Cem Yılmaz’ın açık büfelerde yiyecek toplama parodisine bayılırım (
https://www.youtube.com/watch?reload=9&v=eZt-55eNEP0)
. Tabakları tepeleme doldurmak için anlattıklarında üst üste yığmayı bir inşaat yapımıyla benzeştirmesi harikuladedir.




Taban dolgusunu
Amerikan salatası ile çevresindeki ihata duvarını patatesle örmeyi önerir. Ağır çeken malzemeleri alta, hafifleri üste yerleştirmek de vardır. Yılmaz’ın bu işlem için statikten söz etmesi hiç yadırganmaz. Hatta statik ve ihata duvarı sözlerini her kullanışlarında gerçek uygulamacı teknisyenlerin zihinlerinde , eğer önceden Yılmaz’ı izlemişlerse, eminim bir görüntü beliriverir.

Gülmeceli düşünmek, yeri gelir,  başkalarıyla birlikte olduğumuz ortamlarda uyarılır. Böyle olduğunda, istenmeyen bir tatsızlık da olasıdır. Gülünesi şeyler bulup çıkarılınca, hemen “Beni sarakaya alma, dalga geçme!” diye itiraz edenler çıkar. Oysa gülmeceli düşündün diye, illa karşındakiyle niye dalga geçesin? Sarakada, kişiyi hafife almak, küçük görmek vardır. Halbuki gülmeceli düşünmek, ele alınan konuya bambaşka türlü eğilmekten ibarettir. Değersizleştirmek değil, tam tersine değeri yerli yerine oturtmaktır mizahın denizine açılmak. 

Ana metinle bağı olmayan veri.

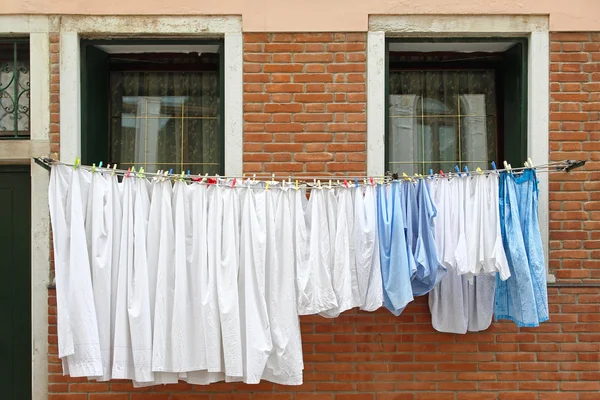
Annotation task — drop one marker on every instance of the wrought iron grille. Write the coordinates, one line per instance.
(14, 89)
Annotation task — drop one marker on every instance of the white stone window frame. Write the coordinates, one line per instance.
(534, 28)
(73, 28)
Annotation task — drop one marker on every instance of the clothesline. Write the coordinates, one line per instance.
(305, 181)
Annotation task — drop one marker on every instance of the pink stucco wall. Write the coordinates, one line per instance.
(320, 15)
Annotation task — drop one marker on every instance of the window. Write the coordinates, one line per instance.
(455, 103)
(163, 109)
(14, 89)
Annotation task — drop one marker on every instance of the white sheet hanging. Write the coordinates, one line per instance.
(78, 340)
(314, 284)
(227, 284)
(100, 226)
(285, 364)
(366, 240)
(255, 330)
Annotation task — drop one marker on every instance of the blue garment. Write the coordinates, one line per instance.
(527, 189)
(397, 292)
(429, 269)
(515, 297)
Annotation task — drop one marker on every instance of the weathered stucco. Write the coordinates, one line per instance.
(320, 16)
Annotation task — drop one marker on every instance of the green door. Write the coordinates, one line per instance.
(15, 291)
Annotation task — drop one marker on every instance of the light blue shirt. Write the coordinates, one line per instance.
(397, 292)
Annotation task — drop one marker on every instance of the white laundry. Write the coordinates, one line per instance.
(366, 240)
(313, 247)
(78, 340)
(285, 364)
(255, 330)
(227, 284)
(100, 227)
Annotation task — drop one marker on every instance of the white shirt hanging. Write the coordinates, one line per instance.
(366, 247)
(100, 226)
(315, 290)
(285, 364)
(255, 330)
(227, 285)
(78, 340)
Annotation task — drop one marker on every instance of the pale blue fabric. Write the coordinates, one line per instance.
(515, 297)
(397, 292)
(527, 189)
(419, 212)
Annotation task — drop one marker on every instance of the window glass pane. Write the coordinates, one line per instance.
(441, 118)
(14, 89)
(166, 120)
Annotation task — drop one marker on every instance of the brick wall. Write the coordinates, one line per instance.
(305, 103)
(364, 356)
(575, 134)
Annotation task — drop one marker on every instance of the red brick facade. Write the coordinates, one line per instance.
(305, 111)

Firmanın birinde yönetim planını konuşurken “İşleri kadroya bölüştürelim derken, organizasyonu paramparça, un ufak etmeyelim” demiştim. Anında herkesi güldüren “Ya o undan yeni baştan hamur karıp, fırında farklı bir kek pişirirsek?” sorusunu duydum.  Kahkahalar arasında belki “Dur hele. Gerçekten olur mu başka kek?” diye bir esinti herkesin aklından öyle bir geçmişti. Yönetim planlama aslında tam da bunun içindi. Gülmece ile o işin mayası çalınıyordu.

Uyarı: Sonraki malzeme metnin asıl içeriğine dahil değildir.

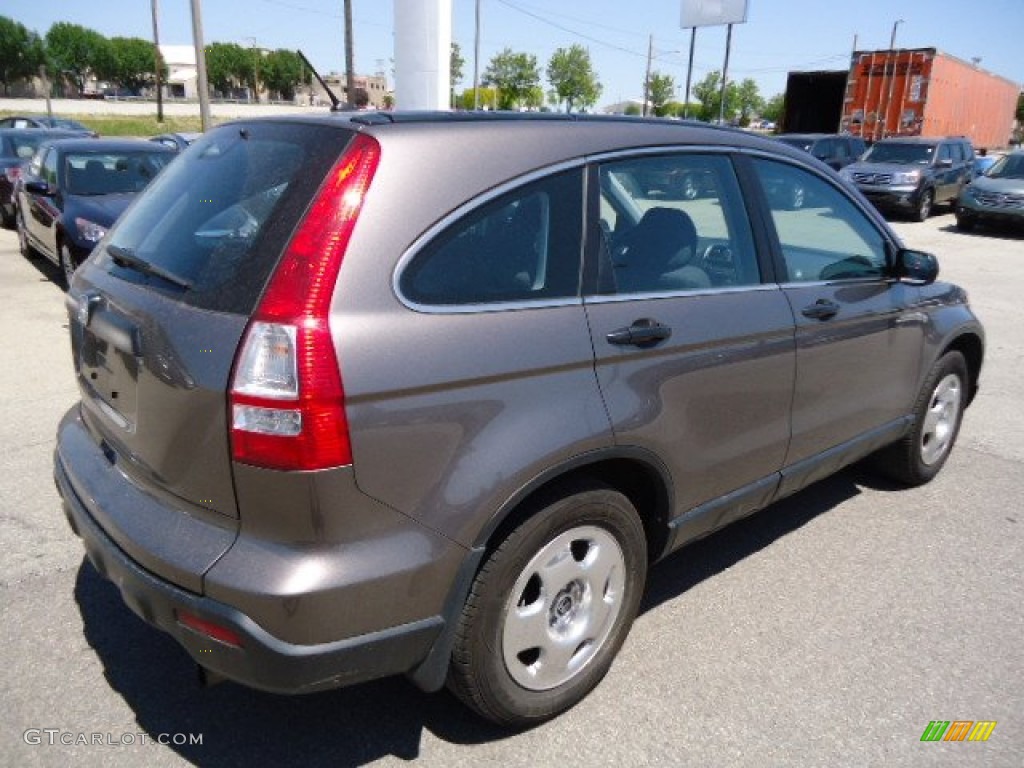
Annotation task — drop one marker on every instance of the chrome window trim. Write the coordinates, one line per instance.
(607, 298)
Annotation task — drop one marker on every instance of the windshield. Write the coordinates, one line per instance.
(900, 154)
(1011, 166)
(113, 172)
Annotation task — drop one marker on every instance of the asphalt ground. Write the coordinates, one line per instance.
(829, 630)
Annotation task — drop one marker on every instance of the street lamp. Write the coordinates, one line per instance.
(646, 80)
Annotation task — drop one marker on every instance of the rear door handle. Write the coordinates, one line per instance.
(821, 309)
(643, 333)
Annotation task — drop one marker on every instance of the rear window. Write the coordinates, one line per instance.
(113, 172)
(211, 227)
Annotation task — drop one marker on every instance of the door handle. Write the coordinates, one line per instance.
(643, 333)
(821, 309)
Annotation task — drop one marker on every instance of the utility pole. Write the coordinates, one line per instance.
(476, 60)
(846, 88)
(892, 77)
(689, 73)
(202, 85)
(725, 74)
(349, 55)
(158, 59)
(646, 79)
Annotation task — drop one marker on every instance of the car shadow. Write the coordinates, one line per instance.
(999, 231)
(353, 726)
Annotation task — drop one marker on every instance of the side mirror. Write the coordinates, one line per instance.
(38, 186)
(915, 267)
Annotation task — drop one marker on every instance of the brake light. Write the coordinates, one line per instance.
(287, 399)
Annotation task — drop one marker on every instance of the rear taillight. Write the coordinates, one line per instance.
(287, 400)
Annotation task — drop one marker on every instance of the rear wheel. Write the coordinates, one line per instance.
(67, 265)
(550, 608)
(925, 205)
(937, 416)
(23, 237)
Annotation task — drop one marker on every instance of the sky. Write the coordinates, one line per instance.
(779, 36)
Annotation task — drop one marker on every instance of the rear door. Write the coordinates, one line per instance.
(159, 308)
(858, 333)
(692, 340)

Gülmeceli düşünmek, kinaye yani dokundurma demek de değil. Doğrudan söyleyemediğini dolaylı ima etmek başka, gülmeceye dalmak başkadır. Espriye diğerleri kadar kendini de katmak, içinde kendinin olduğu bir çerçeve ile sunmak, suçlu gördüğünü örtük anlatıyor olmanın ilacıdır. İtham etmek istemiyorsan, içten ol, kendini de kat!

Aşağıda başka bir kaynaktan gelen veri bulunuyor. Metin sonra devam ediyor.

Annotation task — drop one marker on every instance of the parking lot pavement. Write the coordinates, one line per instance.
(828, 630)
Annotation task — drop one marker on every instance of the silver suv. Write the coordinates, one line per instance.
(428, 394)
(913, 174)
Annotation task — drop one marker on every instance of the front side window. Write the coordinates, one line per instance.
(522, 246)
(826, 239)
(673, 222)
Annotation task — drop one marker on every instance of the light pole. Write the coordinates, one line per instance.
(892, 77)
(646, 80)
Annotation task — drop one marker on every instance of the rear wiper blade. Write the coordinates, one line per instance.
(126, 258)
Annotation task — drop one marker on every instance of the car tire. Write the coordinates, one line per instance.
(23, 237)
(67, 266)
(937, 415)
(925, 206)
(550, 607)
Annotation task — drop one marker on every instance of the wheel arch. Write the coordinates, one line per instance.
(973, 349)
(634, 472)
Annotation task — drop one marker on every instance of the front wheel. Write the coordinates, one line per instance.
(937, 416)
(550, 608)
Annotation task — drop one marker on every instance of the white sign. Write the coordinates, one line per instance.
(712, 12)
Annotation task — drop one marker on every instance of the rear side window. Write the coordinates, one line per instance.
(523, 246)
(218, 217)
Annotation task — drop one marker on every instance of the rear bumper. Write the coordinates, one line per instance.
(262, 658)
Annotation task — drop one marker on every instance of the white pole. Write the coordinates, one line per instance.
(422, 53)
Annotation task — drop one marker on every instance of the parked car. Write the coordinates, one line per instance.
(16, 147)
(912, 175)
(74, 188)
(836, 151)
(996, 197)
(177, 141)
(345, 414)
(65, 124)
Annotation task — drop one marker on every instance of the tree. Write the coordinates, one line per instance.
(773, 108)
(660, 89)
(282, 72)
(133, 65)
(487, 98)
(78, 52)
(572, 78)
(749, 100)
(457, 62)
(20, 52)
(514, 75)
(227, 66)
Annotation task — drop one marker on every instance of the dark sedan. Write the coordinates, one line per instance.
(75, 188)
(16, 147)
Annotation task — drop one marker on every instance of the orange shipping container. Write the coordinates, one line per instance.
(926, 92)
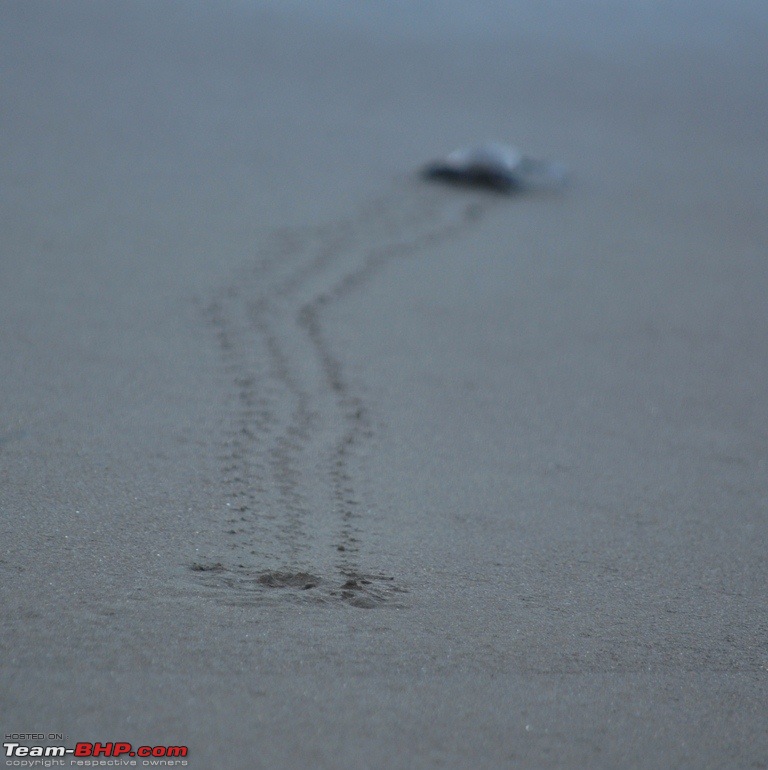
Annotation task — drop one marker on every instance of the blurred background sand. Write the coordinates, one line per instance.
(562, 462)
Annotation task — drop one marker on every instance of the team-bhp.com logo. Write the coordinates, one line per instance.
(117, 750)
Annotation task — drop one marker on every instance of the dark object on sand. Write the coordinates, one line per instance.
(497, 167)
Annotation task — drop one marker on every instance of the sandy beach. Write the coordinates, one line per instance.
(308, 462)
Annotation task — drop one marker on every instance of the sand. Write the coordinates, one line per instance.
(306, 462)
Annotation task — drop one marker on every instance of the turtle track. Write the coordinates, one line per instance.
(292, 451)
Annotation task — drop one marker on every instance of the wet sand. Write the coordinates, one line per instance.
(306, 462)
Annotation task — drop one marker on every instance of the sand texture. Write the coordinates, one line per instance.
(308, 461)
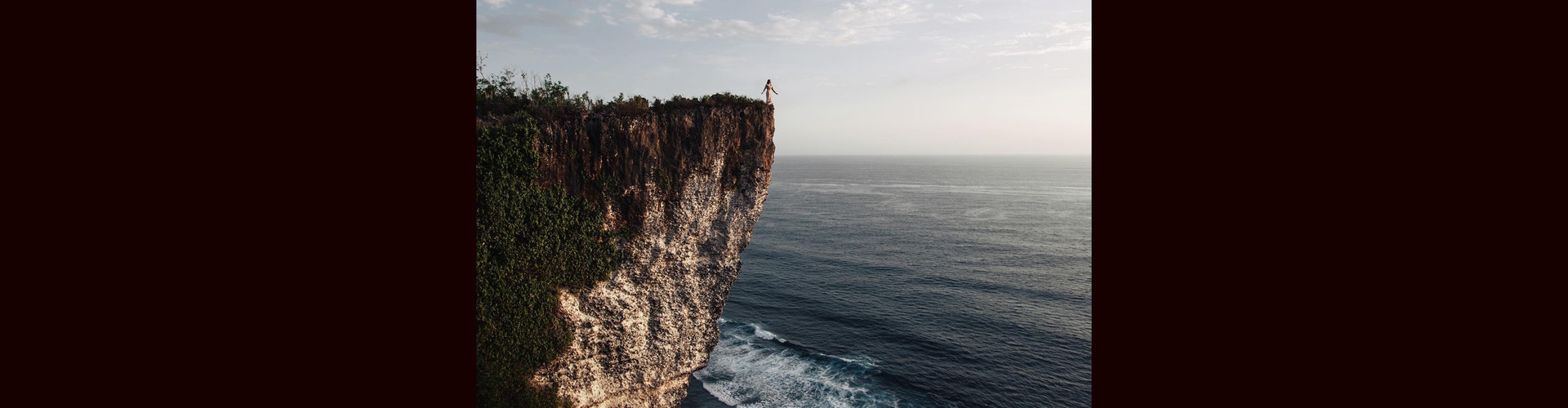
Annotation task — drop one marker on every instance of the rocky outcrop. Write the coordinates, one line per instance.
(686, 185)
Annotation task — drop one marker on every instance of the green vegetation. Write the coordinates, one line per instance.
(510, 93)
(532, 242)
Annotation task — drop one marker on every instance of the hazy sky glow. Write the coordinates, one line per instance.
(853, 78)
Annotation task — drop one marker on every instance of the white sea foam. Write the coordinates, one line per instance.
(748, 370)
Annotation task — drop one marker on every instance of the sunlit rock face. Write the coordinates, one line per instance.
(687, 185)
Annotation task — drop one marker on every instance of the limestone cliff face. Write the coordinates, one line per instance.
(687, 185)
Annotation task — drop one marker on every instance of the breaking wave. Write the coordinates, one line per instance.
(755, 367)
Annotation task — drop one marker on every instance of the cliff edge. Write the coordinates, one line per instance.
(679, 188)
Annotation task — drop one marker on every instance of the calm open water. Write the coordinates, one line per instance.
(911, 282)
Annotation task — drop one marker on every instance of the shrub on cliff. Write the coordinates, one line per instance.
(510, 93)
(530, 242)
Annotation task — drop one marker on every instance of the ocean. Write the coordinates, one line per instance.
(911, 282)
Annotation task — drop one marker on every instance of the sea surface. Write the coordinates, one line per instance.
(911, 282)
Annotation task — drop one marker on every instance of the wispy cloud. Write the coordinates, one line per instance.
(509, 24)
(496, 3)
(964, 18)
(1068, 27)
(1080, 44)
(860, 22)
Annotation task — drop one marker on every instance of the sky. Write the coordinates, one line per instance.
(852, 76)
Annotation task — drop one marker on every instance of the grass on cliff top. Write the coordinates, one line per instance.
(543, 98)
(530, 244)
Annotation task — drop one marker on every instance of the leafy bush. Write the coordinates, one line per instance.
(530, 242)
(510, 93)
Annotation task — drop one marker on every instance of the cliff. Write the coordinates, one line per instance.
(679, 190)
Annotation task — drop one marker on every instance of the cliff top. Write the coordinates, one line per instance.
(502, 98)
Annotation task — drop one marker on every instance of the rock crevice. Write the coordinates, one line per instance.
(686, 187)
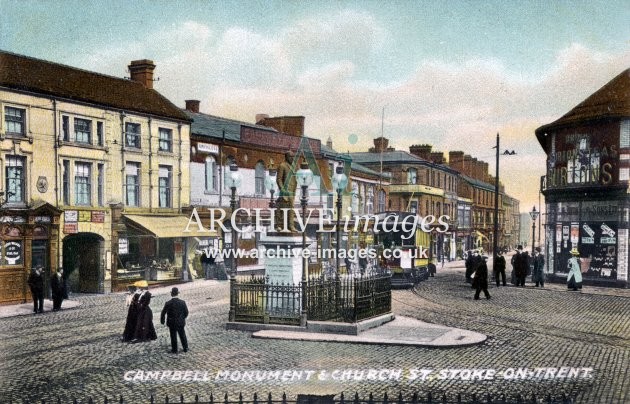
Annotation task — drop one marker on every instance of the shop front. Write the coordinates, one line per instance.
(156, 249)
(599, 231)
(28, 238)
(586, 186)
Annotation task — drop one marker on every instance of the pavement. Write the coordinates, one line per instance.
(546, 342)
(26, 309)
(401, 331)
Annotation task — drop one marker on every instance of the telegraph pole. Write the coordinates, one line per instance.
(495, 239)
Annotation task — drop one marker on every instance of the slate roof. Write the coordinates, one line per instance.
(396, 157)
(213, 126)
(363, 169)
(24, 73)
(478, 183)
(610, 101)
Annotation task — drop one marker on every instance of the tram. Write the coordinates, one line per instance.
(402, 250)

Lisedeyken bir yıllık zorlu hazırlıktan sonra katılınan turnuva maçında bizden epeyi zayıf bir takıma elenmiştik. Herkes burnundan soluyordu. Antrenör (aynı zamanda harika insan, beden eğitimi öğretmenimiz) soyunma odasında, idam sehpasına çıkarken Karadenizlinin “Bu da bana bir ders olsun.” fıkrasını, “Bu da bize ders olsun.” diye anlattı. Ahmakça ve geriye dönüşü olmayan biçimde yenilgimizde kendisine de pay çıkardığını öyle güzel belli etmişti ki.

Amerikalı roman yazarı Leo Ronsten’in yeni öğrendiğim bir sözü var:  “Gülmece, bir şeyin içyüzünü anlamanın sevecen dilidir. “. Gülerken ve güldürürken hep birlikte işin aslının farkına varmak istemez miyiz? Ayıkmanın ne güzel bir halidir o!